Eduardo Paolozzi and Nathan Coley: this week's best UK exhibitions

From the renowned postwar artist to a sculpture depicting the bankside art museum up in flames

Eduardo Paolozzi: Real Gold, from the Bunk! portfolio (1972).
Eduardo Paolozzi: Real Gold, from the Bunk! portfolio (1972). Photograph: © Trustees of the Paolozzi Foundation, licensed by DACS

1 Eduardo Paolozzi

In Britain after the second world war, life was grey and consumer products that were routine in the US looked like science fiction dreams. Paolozzi’s early collages of kitchen gadgets and household modernity were utopian fantasies of tomorrow and founding classics of pop art. He participated in the Whitechapel’s famous exhibition This Is Tomorrow in 1956 and that gallery pays homage now to work that encompassed everything from tiled tube station murals to robotic bronze statues. Paolozzi left Britain a more modern place.
Whitechapel Gallery, E1, to 14 May

2 Bruegel: Defining A Dynasty

The sons of Pieter Bruegel the Elder were estimable painters but can they be compared with their dad? Pieter the Younger, at the centre of this show, produced inferior versions of his father’s works while brother Jan created his own style of flower paintings and natural scenes. Neither is anything like as exciting as the Bruegel who created The Hunters In The Snow and The Triumph Of Death, among other icons of imagination and human sympathy. This exhibition explores the curious longevity of the dynasty.
The Holburne Museum, Bath, to 4 June

3 Degas To Picasso

Modern art was born in France between the 1848 revolution and the first world war. It starts with the colour-drugged sensuality of Delacroix and culminates in the philosophical eviscerations of cubism. Why France?

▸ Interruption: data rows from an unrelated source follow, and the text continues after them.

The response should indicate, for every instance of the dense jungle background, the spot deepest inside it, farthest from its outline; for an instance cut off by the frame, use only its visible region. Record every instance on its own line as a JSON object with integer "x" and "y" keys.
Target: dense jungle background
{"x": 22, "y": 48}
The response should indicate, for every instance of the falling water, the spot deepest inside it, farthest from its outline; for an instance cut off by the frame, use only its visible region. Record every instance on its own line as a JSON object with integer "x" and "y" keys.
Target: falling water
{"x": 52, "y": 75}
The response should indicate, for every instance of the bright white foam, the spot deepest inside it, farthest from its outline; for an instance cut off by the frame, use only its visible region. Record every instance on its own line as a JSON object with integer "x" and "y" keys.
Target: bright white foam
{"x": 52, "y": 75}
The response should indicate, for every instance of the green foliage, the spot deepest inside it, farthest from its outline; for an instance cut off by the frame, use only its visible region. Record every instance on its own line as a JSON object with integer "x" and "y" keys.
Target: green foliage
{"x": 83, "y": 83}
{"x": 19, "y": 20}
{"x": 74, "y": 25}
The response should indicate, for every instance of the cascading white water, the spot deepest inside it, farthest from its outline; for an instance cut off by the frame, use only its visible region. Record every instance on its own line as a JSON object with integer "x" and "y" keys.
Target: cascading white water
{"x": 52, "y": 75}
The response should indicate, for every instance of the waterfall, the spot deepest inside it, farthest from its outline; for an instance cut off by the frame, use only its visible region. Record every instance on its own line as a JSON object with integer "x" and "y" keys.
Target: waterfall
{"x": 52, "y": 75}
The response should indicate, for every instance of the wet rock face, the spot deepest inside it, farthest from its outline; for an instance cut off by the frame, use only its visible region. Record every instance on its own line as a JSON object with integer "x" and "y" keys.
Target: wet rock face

Partly, the experience of a revolution that encouraged artists to see themselves as “bohemian”; partly a tradition of visual art going back to Louis XIV that had always embraced intelligence and abstraction. This exhibition shows the spectacular results in works by Manet, Renoir, Chagall and more.
Ashmolean Museum, Oxford, to 7 May

4 Nathan Coley

Scottish artist Coley imagines the destruction of a celebrated cultural monuments in his latest work. Tate Modern On Fire is a sculpture of the Bankside art museum in flames. Is this a nightmare? A threat? It is an uneasy image, that’s for sure, and a provocative way for Coley to continue his exploration of architecture, art and the public good.
Parafin Gallery, W1, to 18 March

5 Sidney Nolan In Britain

Nolan was Australia’s greatest modern artist and this exhibition sees him from a British point of view. He came here in the 1950s after he was “discovered” by Kenneth Clark and stayed until his death. Fine, but is there some rule now that every artist has to be claimed as a Brit? Will we soon get Matisse: The Torquay Years?